Model the algebraic expression x + 2. Then select all the statements that are true.

To model the algebraic expression $x+2$ with algebra tiles:

1. The variable $x$ is typically represented by a rectangular tile, often colored (in this case, orange).
2. The constant $+2$ (the number 2) is represented by two square tiles, also often colored (in this case, orange).

Based on this understanding, let’s evaluate the provided statements:

1. $x+2$ cannot be modeled with algebra tiles.

   • False. The expression $x+2$ can be modeled with algebra tiles.

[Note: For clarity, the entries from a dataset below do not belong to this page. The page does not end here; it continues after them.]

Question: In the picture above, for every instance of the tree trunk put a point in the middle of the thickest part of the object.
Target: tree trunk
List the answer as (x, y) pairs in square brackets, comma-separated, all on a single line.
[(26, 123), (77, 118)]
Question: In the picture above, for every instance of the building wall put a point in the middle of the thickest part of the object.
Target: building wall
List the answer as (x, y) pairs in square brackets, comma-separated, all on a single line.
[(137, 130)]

2. The variable $x$ is represented by a rectangular orange x tile.

   • True. The variable $x$ is represented by a rectangular tile.

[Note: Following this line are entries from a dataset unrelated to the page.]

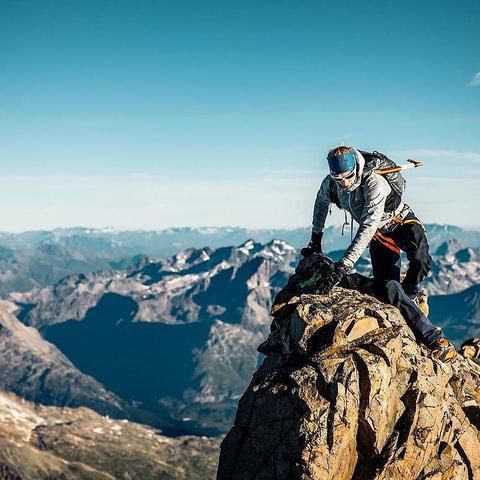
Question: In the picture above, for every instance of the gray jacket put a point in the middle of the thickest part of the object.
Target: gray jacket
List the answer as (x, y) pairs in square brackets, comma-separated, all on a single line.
[(365, 200)]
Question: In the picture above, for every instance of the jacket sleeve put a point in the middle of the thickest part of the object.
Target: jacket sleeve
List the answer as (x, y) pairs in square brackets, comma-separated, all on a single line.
[(375, 190), (322, 204)]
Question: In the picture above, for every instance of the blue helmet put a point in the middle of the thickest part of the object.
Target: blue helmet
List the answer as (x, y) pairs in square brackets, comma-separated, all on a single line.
[(342, 163)]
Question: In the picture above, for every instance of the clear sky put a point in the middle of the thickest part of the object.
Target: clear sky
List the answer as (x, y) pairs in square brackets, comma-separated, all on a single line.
[(152, 114)]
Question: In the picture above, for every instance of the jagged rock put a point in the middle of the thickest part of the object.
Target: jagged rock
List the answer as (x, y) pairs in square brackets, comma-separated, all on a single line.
[(346, 392)]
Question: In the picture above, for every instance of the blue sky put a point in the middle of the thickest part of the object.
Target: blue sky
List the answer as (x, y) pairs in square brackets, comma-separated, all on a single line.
[(151, 114)]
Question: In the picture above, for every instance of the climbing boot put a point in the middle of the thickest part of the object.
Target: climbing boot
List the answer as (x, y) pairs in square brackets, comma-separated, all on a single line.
[(471, 348), (443, 351)]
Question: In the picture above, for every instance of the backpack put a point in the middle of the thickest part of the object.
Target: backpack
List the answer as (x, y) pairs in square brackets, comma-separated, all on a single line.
[(373, 161)]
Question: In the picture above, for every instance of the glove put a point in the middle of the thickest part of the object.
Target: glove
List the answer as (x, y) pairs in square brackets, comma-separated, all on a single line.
[(332, 279), (315, 245)]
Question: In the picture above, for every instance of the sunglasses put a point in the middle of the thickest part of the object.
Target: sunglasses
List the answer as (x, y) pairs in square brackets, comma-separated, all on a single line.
[(347, 177)]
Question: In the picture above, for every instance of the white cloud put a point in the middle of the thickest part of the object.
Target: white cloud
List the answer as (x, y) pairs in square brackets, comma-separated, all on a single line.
[(475, 82)]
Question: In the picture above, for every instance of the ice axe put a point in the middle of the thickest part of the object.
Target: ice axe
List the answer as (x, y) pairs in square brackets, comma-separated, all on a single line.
[(398, 168)]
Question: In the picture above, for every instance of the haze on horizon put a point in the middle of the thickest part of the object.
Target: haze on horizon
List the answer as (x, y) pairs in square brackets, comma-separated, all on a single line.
[(156, 114)]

3. The variable $x$ is represented by a square orange + tile.

   • False. The variable $x$ is not represented by a square tile.

4. + 2 is represented by 2 rectangular orange x tiles.

   • False. The constant $+2$ is represented by 2 square tiles, not rectangular tiles.

5. + 2 is represented by 2 square orange + tiles.

   • True. The constant $2$ is represented by 2 square tiles.

Thus, the true statements are:

• The variable $x$ is represented by a rectangular orange x tile.
• $+2$ is represented by 2 square orange + tiles.